A double bass guitar strums next to a trumpet player in the corner of a smoke filled café and a swank girl with a raspy voice belts out a jazzy tune. A typical French cabaret is where Audrey Hepburn in the movie Funny Face would dance with wild abandonment. She is so quirky and kooky in this sequence but somehow it works with the unpredictable jittery mellow harmonies playing. Even Audrey’s white socks in the old movie look French to me and as a child this left quite an impression.
When we received an email from the Communications Councillor for the Capestang Mairie to come for an aperitif and listen to musicians stopping in town, I thought it was a one time event. Oh contraire, this has been going on in Capestang at regular intervals while the rest of us are chugging beer at the square.
They started four years ago when the Kindergarten teacher asked her class if their parents could help put on a performance for Carnival. The parents realized they had a large number of musicians living in the village, so they pooled their talents and from there the first show began. Since, mothers Caroline and Camille, they have been the orchestrating minds behind the concept of CAC34, and now four years later they have mastered the routine and showcased many talented people passed through our village.
From tasteful decorations, strong venues, homemade local foods paired with local wines; you can go out for dinner and enjoy the arts in many forms. Performing artists, actors, painters and musicians, many of whom many come out to share their talents. Some just to sing a song or put on an improvisation and others lead the main stage for the duration of a full concert.
I was surprised to see members of our community get up from their seats during their dinner to do a number or two and then go back into the audience to continue enjoying the evening with their friends. A few recognisable local musicians played classic French tunes and others volunteered with the food and beverages.

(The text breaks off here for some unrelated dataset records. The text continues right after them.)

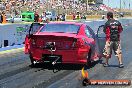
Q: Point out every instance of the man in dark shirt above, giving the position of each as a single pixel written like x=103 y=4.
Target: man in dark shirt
x=36 y=17
x=112 y=29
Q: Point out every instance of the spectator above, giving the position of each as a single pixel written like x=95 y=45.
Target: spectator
x=1 y=18
x=36 y=17
x=63 y=17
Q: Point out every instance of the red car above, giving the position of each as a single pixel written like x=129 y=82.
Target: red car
x=63 y=42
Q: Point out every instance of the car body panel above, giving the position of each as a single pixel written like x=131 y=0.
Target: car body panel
x=71 y=47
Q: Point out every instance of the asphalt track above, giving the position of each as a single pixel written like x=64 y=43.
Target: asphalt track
x=16 y=72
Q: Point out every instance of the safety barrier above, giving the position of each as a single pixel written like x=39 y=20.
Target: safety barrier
x=70 y=17
x=13 y=34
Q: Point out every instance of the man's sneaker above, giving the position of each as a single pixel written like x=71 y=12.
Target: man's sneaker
x=121 y=65
x=105 y=65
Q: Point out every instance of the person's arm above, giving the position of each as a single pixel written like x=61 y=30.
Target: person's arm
x=120 y=29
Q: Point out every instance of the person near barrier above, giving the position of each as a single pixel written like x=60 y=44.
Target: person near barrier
x=36 y=17
x=112 y=29
x=1 y=18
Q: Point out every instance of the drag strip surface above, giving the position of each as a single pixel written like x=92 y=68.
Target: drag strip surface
x=16 y=72
x=100 y=72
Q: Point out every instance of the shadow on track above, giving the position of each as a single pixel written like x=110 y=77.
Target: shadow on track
x=59 y=67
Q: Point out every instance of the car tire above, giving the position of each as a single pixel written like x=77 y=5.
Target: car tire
x=89 y=63
x=32 y=61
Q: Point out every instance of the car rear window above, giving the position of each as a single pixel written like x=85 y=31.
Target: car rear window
x=64 y=28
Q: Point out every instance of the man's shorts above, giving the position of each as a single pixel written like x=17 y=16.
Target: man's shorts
x=112 y=45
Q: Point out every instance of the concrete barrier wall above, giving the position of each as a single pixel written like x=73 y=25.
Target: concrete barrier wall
x=10 y=36
x=15 y=33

This time they moved the food into the community hall form the Salle des Douches, something the organization has been trying to do for some time. One of the first things our new mayor Pierre POLARD did for his village, was to allow the food and the entertainment to be in one location, making it much easier to serve the guests while the music is playing. Tables lined the walls and every chair was full. The dimly lit hall gave a chilled, cool atmosphere and everyone seemed to be having a great time.
Couples sit on tiny chairs at their tiny circular tables, scarves stylishly thrown over their shoulder, as they reach for their glass of wine. A very trendy man who talks in cryptic French code asks a wafer-thin lady with her hair slicked back who sat at a table next to the bar, ‘Would you like to dance?’ They put on quite a show, and I don’t think they were together just a random moment of fun. I thought how cool both were so willing to embrace the moment as if no one else was in the room. Later I saw the lady sitting with her friends in the front row watching the group Humm. She was still smiling. It was like watching an old movie about Paris, and the two finally meet by chance in the smoke-filled café, perhaps the beginning of a love story, perhaps the beginning of a tragic love story, perhaps just a dance.
The volunteers dressed in pretty handmade aprons, served homemade quiche and soup, and they darted between the patrons with such ease they could have been in their own homes. The entire hall felt like a cabaret; flickering candles, long shadows on the walls casting their red glow. Being an expat, have I stumbled upon the best kept secret in our village? Is this where the French neighbours come to play, relax and have fun.
Alfonz and I brought the children, and we were not alone. In the alley behind Salle du Peuples a group of children scooted, rode their bikes and played in a little wolf pack. Most were the volunteer’s kids and they were well versed in how to occupy themselves as their parents worked the event.
A plate of food 4€, a glass of wine 1€, and a bowl of soup 1.5€. It is a inexpensive outing with great entertainment.
CAC34 is the abbreviation for Collectif d’Artiste Capestang, and 34 represents our district of Herault; created as a non-profit association they publicise venues for musicians during the low season when many musicians are out of work. In turn, they feed the musical vein and artistic manifestation year round. France is good like that. Musicians are appreciated as an art form, part of the elite, cherished for their abilities and supported in their little communities throughout France.